Quando qualcuno indica la Luna e tutti si fermano a guardare il dito c’è qualcosa che non va. Questo è il caso dell’Udinese, che sta ricalcando (Lazio a parte), i recenti campionati. Manca un gioco sulle fasce che sfrutti Zapata (che fa ruoli non suoi e i 4 in pagella derivano dalla non lucidità poi in area), manca un’identità a causa di undici stranieri che sanno che i 40 punti sono cosa “quasi” fatta e oramai sanno che molti di loro se ne andranno. Manca il coraggio di togliere chi non sta rendendo (Thereau), manca anche il coraggio riprovare soluzioni diverse. A Roma zero tiri in porta, nella ripresa una squadra chiusa dietro la linea del pallone nella propria metà campo.

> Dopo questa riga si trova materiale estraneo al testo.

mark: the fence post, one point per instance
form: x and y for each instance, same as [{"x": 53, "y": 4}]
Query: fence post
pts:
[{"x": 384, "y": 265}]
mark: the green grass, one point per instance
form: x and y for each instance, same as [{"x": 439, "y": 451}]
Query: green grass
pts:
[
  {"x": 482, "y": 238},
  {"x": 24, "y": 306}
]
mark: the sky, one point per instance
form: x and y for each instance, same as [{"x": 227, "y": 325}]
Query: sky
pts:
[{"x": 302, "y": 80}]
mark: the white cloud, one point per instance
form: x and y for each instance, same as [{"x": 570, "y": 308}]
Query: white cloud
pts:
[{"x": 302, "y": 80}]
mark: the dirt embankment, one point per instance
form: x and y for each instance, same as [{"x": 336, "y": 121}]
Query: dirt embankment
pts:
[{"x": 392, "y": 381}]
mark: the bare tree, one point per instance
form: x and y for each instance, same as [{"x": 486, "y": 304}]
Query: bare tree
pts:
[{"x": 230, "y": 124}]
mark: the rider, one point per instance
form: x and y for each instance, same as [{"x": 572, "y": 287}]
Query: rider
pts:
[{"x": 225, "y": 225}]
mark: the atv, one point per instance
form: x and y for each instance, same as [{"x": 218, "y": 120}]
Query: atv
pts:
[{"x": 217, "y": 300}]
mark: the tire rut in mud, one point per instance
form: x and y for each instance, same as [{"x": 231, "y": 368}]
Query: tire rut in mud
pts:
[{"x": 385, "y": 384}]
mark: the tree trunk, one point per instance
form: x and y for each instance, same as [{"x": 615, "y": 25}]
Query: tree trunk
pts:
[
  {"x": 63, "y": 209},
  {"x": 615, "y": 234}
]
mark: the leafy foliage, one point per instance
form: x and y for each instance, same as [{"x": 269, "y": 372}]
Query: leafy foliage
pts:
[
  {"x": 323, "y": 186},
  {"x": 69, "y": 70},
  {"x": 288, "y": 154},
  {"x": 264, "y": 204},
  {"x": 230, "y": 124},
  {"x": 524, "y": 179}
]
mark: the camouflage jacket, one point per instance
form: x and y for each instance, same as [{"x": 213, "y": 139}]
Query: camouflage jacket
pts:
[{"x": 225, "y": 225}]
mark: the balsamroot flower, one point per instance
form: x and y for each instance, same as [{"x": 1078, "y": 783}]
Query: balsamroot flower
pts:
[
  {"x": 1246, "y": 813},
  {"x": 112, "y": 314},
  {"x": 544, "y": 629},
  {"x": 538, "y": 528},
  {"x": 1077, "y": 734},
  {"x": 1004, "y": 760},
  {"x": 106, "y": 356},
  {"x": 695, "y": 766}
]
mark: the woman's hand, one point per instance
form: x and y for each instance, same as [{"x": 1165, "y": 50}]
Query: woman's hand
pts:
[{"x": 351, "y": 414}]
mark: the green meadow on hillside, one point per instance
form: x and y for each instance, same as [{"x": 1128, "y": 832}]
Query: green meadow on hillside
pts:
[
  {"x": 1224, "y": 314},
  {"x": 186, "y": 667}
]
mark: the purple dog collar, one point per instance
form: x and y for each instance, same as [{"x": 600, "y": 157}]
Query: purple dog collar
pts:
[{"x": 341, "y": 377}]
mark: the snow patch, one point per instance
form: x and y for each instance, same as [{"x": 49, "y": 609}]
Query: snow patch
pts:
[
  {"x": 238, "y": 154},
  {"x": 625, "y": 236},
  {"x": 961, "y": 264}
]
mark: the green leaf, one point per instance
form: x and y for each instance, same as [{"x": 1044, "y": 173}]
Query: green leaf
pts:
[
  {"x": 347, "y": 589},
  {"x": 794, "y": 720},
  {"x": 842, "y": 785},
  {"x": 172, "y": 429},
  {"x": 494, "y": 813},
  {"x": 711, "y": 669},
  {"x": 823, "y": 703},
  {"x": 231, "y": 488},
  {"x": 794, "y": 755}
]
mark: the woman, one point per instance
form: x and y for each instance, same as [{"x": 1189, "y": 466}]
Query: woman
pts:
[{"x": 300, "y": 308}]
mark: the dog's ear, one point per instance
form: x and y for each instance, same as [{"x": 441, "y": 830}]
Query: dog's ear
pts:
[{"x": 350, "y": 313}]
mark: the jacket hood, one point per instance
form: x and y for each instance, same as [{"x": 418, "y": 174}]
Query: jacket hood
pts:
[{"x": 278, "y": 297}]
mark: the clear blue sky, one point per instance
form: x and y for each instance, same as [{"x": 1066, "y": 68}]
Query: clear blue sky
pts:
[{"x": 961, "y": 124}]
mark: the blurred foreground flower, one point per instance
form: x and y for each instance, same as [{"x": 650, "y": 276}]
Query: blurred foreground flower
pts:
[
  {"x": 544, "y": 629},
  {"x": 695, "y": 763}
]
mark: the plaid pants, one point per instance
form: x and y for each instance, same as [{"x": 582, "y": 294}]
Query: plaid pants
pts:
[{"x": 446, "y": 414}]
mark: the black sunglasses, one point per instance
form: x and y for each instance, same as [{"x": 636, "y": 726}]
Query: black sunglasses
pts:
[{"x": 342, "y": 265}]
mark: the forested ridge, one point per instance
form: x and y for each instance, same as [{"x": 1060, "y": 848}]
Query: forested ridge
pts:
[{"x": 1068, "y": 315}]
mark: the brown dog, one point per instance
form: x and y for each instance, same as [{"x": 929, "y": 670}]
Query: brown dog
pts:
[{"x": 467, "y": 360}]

L’Udinese non è diversa da quelle passate, questa è la verità. Il mercato estivo lo avevamo bocciato per i doppioni arrivati e per i misteriosi giocatori che sono stati presi (un ufo come Harmaduoi). La squadra si vedeva che era stata costruita per un 3-5-2 targato Iachini, un difensivista. L’effetto Delneri ha dato una scossa psicologica, ma poi i problemi sono tornati a galla: le fasce spingono poco (non ci sono terzino e. a gennaio non s è fatto nulla), manca un mediano vero davanti ala difesa (Kums è la delusione dell’anno), a centrocampo spesso c’è troppa anarchia.

La fortuna? Che le ultime tre l’anno scorso erano a ridosso, quest’anno sono a distanza siderale. La salvezza c’è, ma per favore non prendiamocela con gli arbitri per mascherare anche errori propri.